Advent is here, and the texts of the first Sunday point us to the end of time. Perhaps the apocalyptic character of this end is hard to swallow, and if that’s the case for you, let me suggest that we just get over it and stop worrying about it, and focus our attention instead on another kind of end. How about we put an end this Advent to the idea that violence—all violence, and especially holy violence—just happens; that it’s just one more of those ‘human nature’ disabilities we are never going to get rid of, so we might as well give in and participate? Let’s end the idea that although nobody really wants it, violence just gets thrust on us, and it’s ‘naive and unrealistic’ to refuse to respond in kind. You have to set out to make a sword; it must be forged on purpose, and it is sweaty labor. Someone decides to make a bomb; it costs a lot of money. You have to want to do it. Swords do not spring naturally from the earth like gladioli. Bombs do not hang from trees like lemons and figs. We choose them. We study war.

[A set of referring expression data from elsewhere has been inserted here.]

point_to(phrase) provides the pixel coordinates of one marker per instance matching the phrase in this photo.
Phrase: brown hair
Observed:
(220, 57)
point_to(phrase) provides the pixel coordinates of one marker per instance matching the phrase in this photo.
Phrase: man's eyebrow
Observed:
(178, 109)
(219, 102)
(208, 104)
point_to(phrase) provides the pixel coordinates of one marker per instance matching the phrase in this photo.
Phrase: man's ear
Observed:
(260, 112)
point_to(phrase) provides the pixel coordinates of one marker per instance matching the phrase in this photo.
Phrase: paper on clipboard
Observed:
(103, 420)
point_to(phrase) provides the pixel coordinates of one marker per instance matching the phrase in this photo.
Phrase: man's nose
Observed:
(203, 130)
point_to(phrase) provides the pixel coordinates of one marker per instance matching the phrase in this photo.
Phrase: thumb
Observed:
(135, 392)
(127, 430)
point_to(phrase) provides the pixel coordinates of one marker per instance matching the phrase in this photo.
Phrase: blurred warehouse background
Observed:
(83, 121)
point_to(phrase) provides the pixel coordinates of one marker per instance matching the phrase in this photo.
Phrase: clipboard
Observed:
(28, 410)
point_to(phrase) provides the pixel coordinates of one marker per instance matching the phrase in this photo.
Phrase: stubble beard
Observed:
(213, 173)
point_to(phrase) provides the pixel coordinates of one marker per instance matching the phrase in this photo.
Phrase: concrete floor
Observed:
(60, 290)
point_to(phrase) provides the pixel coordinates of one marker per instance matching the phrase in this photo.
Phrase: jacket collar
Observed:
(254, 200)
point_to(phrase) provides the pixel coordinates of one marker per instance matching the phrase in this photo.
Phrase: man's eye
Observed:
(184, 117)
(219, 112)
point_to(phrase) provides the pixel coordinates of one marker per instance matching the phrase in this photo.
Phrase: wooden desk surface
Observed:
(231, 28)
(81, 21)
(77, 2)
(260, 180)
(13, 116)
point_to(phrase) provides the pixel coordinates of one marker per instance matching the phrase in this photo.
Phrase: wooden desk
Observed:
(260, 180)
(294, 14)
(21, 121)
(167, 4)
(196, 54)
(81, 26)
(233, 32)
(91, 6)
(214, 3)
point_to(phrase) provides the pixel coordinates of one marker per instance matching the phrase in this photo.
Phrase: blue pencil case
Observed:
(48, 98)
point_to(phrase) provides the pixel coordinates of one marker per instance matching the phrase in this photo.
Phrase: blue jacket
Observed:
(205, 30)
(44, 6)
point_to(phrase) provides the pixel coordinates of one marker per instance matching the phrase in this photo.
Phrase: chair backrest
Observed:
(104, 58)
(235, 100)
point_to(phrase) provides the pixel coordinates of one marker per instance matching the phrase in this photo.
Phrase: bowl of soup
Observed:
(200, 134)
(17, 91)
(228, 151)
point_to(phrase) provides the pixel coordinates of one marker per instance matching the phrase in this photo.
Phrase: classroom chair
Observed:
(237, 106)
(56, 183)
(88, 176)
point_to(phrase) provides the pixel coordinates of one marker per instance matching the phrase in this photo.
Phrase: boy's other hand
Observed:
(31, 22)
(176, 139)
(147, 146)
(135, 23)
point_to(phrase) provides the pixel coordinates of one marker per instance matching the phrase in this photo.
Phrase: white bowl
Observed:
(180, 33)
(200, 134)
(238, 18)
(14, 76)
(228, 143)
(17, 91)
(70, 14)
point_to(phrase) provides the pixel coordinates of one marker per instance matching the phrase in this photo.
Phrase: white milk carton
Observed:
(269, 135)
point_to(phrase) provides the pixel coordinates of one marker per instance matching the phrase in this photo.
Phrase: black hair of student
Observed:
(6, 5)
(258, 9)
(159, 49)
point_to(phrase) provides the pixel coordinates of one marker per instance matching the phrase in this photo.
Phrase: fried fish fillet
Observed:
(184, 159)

It is no accident that swords and plowshares—instruments of war and implements of food production—are mentioned in the same breath in our reading from Isaiah today. Every sword and bomb we make takes food from the poor and the hungry. We know that this is true, we know the costs and consequences, so how about ending our sleepwalking denial about it?
And while we are talking about the end in Advent, let’s put an end to the idea that only Jesus, because he was perfect, or because he is ‘God’, could do the peaceful things he preached. That his peaceful way is beyond our human capacity. Let’s put an end to the assumption that he sets beautiful but impossible ideals for his followers, ideals we therefore are not obliged to attain, which usually means we don’t even try. An end to our subtle equivocations about the gospel. And an end to our unacknowledged shame that we are waiting for a savior who can’t save us at all—at least not in the way we’d love to be saved, with guns blazing and our enemies writhing under his feet.
Advent is here, dear church, and the first Sunday points us to the end of things. If it is true that Jesus is coming back for us some day, then along with the whole church let’s rejoice and be glad. Let’s join our hearts to the deep, plaintive longing of the ages for the universal justice that will finally be installed some great and glorious Day. Let’s be happy if then, at last, the world comes to know Christ as the One on whom God’s favor rests in a unique and awesome way. But whatever else we do, let’s not miss him here and now in the meanwhile. Here, where he lives meekly alongside the very sinners that too many Christians want to kill. Now, when he still means what he has always said to us, “Peace be with you. Now, put away your swords.”